[
https://issues.apache.org/jira/browse/MAHOUT-1190?page=com.atlassian.jira.plugin.system.issuetabpanels:comment-tabpanel&focusedCommentId=13630519#comment-13630519
]
Robin Anil commented on MAHOUT-1190:
------------------------------------
Sure I agree with that, but for practical POV, when we do ML, are we looking at
50Mil non zeros I mean with hashing trick, we have seen that same amount of
quality can be generated faster at lower dimensions even with collisions. As
you can see for realworld mimicking datasets like the one in VectorBenchmarks,
the "cache-friendliness" is not visible. At-least on Java6. I still remember 3
years ago when Jake and I spend almost 2 nights straight tuning Vectors and
bringing K-Means down from 30m to 1.5 min per iterations. There is a lot to be
done here and it has a scope to impact a lot of algorithms in Mahout.
On that note, I have seen a lot of attention recently on
JBLAS(http://mikiobraun.github.io/jblas/). For next-gen performance improvement
on Mahout it may be worthwhile for us to invest in that as opposed to tweaking
around in Bytecode expecting Java to do the right thing. I have recently
prototyped a Javascript vector code that does cosine distance faster than Java
using asm.js (http://kripken.github.io/mloc_emscripten_talk). Java is still
un-usable for large scale mathy stuff here at Google.

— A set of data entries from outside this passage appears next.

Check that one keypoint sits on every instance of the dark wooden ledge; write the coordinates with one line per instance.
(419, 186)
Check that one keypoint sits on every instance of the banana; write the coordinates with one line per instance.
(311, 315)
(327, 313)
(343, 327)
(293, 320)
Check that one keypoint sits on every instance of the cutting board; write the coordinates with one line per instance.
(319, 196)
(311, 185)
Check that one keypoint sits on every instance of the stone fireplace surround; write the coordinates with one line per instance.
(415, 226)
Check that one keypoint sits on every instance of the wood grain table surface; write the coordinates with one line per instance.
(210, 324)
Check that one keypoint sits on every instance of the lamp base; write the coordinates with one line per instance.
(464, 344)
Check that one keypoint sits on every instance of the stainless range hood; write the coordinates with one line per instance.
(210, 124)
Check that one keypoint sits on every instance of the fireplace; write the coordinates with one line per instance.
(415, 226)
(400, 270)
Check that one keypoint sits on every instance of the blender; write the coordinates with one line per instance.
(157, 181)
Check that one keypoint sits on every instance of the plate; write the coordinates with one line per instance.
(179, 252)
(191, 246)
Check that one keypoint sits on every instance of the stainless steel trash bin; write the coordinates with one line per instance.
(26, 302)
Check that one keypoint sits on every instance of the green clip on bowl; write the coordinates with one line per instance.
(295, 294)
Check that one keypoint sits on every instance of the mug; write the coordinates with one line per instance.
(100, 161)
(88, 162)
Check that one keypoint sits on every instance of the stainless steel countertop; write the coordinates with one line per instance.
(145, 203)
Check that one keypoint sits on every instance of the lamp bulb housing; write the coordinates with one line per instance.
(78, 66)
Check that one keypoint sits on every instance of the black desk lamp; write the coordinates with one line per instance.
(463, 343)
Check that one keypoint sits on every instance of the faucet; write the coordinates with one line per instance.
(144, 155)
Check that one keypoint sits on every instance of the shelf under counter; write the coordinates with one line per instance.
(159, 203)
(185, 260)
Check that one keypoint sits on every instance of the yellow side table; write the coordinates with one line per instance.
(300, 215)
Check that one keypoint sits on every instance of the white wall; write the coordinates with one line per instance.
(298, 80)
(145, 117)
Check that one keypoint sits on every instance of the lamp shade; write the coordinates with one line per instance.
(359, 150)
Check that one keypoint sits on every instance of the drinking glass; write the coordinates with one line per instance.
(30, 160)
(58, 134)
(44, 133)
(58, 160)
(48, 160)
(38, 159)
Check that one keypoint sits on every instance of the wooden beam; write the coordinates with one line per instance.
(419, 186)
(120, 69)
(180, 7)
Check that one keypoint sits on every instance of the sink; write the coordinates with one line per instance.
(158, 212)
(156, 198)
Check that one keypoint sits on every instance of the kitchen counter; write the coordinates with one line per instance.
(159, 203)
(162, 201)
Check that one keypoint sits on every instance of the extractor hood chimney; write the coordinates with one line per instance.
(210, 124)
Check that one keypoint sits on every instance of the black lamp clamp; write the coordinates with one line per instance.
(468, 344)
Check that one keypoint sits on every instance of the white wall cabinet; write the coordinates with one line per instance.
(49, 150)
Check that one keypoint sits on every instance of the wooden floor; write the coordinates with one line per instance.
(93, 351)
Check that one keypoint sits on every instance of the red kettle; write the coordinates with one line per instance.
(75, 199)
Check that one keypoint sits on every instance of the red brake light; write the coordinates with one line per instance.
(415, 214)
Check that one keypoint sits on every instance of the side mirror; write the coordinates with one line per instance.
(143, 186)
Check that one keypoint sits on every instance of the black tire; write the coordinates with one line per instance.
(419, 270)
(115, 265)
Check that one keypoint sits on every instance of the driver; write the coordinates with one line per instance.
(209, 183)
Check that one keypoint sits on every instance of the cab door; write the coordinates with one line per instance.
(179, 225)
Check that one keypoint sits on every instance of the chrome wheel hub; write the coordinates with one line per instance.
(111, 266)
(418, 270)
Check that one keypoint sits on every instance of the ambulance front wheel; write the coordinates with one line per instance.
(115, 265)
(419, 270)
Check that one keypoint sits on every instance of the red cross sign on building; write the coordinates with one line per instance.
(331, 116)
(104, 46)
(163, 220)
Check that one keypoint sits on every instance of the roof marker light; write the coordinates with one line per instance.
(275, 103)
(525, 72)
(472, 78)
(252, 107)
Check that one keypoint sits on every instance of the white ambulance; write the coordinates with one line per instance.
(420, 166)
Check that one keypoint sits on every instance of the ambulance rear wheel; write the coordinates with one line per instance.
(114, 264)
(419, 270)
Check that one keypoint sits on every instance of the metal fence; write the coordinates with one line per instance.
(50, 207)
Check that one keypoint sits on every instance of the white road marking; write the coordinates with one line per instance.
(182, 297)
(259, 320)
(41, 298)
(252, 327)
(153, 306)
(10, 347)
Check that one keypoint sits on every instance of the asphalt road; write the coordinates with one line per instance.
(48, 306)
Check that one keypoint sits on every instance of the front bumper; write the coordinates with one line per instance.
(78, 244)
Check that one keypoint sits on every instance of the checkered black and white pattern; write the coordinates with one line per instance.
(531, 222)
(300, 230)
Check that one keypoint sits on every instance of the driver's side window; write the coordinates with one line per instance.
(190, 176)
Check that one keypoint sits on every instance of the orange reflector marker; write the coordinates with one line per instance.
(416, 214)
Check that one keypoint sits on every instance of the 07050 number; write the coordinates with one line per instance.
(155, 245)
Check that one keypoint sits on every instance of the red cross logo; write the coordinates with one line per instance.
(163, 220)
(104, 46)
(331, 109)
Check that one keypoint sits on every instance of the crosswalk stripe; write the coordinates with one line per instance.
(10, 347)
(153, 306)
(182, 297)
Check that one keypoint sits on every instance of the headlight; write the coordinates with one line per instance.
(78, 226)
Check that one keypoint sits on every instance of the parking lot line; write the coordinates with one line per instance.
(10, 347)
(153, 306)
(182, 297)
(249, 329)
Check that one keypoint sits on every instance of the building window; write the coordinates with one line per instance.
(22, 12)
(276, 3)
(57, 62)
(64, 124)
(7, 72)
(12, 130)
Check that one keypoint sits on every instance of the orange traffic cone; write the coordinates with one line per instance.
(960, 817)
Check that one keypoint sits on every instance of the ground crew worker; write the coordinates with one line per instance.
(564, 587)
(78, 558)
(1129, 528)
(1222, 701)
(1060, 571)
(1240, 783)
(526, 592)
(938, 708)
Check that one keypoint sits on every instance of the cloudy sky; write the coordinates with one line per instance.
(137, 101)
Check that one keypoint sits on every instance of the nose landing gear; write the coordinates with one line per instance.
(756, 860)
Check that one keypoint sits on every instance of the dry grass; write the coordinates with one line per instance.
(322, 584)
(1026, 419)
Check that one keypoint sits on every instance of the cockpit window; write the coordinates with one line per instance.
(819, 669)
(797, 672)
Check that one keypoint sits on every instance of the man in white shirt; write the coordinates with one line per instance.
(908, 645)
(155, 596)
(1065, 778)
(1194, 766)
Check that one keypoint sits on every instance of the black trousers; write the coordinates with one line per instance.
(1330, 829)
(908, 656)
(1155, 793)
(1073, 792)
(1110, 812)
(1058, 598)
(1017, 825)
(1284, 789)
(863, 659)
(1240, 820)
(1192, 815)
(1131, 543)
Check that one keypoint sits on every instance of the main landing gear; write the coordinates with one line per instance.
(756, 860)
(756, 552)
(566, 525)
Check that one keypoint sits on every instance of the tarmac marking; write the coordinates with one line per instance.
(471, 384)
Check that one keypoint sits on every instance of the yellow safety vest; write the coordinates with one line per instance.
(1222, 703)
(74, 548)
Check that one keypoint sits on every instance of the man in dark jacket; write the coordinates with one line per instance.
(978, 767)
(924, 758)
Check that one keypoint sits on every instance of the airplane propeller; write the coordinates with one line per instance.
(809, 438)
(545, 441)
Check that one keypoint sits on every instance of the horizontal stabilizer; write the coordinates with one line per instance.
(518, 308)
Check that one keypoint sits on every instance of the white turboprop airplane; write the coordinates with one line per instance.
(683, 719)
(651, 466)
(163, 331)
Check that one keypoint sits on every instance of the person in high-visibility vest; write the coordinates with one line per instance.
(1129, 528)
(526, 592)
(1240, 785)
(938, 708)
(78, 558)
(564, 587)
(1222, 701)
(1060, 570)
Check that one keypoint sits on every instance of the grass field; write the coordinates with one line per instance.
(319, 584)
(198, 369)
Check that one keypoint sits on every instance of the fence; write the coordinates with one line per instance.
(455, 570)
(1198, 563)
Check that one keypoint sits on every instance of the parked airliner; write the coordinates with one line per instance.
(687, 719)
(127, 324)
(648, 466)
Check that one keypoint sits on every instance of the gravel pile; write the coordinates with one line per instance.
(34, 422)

> SequentialAccessSparseVector function assignment is very slow
> -------------------------------------------------------------
>
> Key: MAHOUT-1190
> URL: https://issues.apache.org/jira/browse/MAHOUT-1190
> Project: Mahout
> Issue Type: Bug
> Reporter: Dan Filimon
>
> Currently when calling .assign() on a SASV with another vector and a custom
> function, it will iterate through it and assign every single entry while also
> referring it by index.
> This makes the process *hugely* expensive. (on a run of BallKMeans on the 20
> newsgroups data set, profiling reveals that 92% of the runtime was spent
> updating assigning the vectors).
> Here's a prototype patch:
> https://github.com/dfilimon/mahout/commit/63998d82bb750150a6ae09052dadf6c326c62d3d
--
This message is automatically generated by JIRA.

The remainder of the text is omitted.